Por el humor tampoco puede decirse que Precious sea una película que se regodea en la miseria humana, a pesar de la truculencia de las violaciones, las agresiones, etcétera. La de Daniels es, ante todo, una película de inquietud social, cuya historia está situada en una época de escepticismo con respecto a la posibilidad de solucionar el problema de la pobreza y de dudas acerca de la eficacia de la asistencia social como paliativo. Mary, por ejemplo, es simple y llanamente un parásito del estado, claramente responsable de su decadencia, además. No la quiere ni su madre, la abuela de Precious. Las trabajadoras sociales de la película, que actúan con un rigor similar al de la maestra, se estrellan contra la realidad siniestra de ese hogar: ¿qué podría hacer el estado para solucionar eso? El filme pareciera partir de la premisa de que en las criticas conservadoras delwelfare state hay algo de razón que la gente con sensibilidad social no puede pasar por alto. A esos cuestionamientos hay que responder desde la izquierda liberal, en todo caso, sin caer en la respuesta ideológica de ese otro sector político, que señala la decadencia moral como razón por la cual hay gente en la sociedad que no puede salir de la pobreza.

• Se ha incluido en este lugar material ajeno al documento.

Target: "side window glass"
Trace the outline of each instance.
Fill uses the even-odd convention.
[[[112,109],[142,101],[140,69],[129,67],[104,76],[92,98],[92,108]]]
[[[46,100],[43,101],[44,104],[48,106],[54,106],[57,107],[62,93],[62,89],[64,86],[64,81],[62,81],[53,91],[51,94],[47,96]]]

Es en relación con ese argumento que hay que entender el planteamiento del filme de que hay una hermosa luz que puede brillar incluso en las personas que parecen más despreciables, en las circunstancias sociales más espantosas que puedan presentarse, e iluminar también a los demás. Hay algo de baja estofa en eso, de solución de supermercado, pero el grotesco humor vacuna la idea contra los males de la incultura de la autoayuda. En Precious esa luz es lo único que le queda al personaje cuando todo en ella parece despreciable y cuando el destino se ensaña en su contra de la manera más cruel. Es su única riqueza y belleza, y algo a lo que debe aferrarse para que el deslave social y moral no la arrastre como a su madre. Viene a ser su tabla de náufrago en la vida, en síntesis. El rigor de la profesora y del filme apuntan a que hay que asumir las verdades como esa, que revela la desesperación, y hacerlo con alegría, porque la conmiseración es también una forma de degradar y de degradarse.
PRECIOUS
Precious: Based on the Novel Push by Sapphire, Estados Unidos, 2009
Dirección: Lee Daniels. Guión: Geoffrey Fletcher, basado en la novela Push de Sapphire. Producción: Lee Daniels, Gary Magness, Sarah Siegel-Magness. Diseño de producción: Roshelle Berliner. Fotografía: Andrew Dunn. Montaje: Joe Klotz. Sonido: Ken Ishii. Música: Mario Grigorov. Elenco: Gabourey Sidibe (Precious), Mo’Nique (Mary), Paula Patton (Blue Rain), Mariah Carey (señorita Weiss), Sherry Shepherd (Cornrows), Lenny Kravitz (enfermero John), Stephanie Andujar (Rita), Chyna Layne (Rhonda), Amina Robinson (Jermaine), Xosha Roquemore (Joann), Angelic Zambrana (Consuelo), Aunt Dot (Tootsie). Duración: 110 minutos. Formato: 35 mm, 1,85:1, color, DTS, Dolby Digital, Dolby SR, SDDS.